# Conference on the DOGs and the SBC



## Ivan (Jun 13, 2007)

It has been announced that there will be a conference concerning the subject of Southern Baptists and Calvinism to be held at Ridgecrest Conference Center in North Carolina in late November. It is planned to be a friendly but honest debate about what our ancestors believed as Baptists and how that is to be looked at today in the SBC. 

I am praying that I will be able to attend. Hopefully I will find the time and money to go. 

To learn more about this meeting, go to this link: http://www.founders.org/blog/ You will find the information on the last post of June 12th, yesterday.

Please pray for the Southern Baptist Convention and especially Southern Baptist churches. These are interesting days!


----------



## jsup (Jun 17, 2007)

That's GREAT!!! I love the Ridgecrest Convention Center and I have always wanted to go to Founder's! I hope I can go. You are right though; We SBC people are undergoing some interesting times.
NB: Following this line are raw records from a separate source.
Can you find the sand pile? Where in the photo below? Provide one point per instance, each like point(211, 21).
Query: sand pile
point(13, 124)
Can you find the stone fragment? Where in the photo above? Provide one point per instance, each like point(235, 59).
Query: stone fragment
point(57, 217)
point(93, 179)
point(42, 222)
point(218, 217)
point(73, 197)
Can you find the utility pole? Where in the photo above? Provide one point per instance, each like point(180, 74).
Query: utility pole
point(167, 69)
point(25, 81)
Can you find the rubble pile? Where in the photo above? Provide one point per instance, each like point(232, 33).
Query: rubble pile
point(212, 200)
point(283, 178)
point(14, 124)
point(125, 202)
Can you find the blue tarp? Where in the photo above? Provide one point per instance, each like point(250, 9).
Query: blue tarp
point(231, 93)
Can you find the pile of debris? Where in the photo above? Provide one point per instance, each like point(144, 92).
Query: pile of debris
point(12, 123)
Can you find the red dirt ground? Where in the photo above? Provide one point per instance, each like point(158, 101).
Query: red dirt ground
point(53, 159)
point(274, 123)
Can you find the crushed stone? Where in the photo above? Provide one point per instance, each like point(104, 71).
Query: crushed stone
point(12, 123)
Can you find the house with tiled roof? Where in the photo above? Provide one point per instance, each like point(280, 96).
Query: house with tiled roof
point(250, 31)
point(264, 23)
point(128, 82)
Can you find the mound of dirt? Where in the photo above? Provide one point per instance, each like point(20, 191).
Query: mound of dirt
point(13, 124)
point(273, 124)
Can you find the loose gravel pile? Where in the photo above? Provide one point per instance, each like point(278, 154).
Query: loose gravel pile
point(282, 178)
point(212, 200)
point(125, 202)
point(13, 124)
I usually go to the Beeson Pastor's School in the Beeson Divinity School at Samford University. I have been going for the past 8 years, but I think this may be my last year since it's getting away Calvinism and just going "Christian".


----------



## turmeric (Jun 17, 2007)

It looks like all the denominations are taking a look at what they really believe and trying to line up with the Scriptures. Good to see!


----------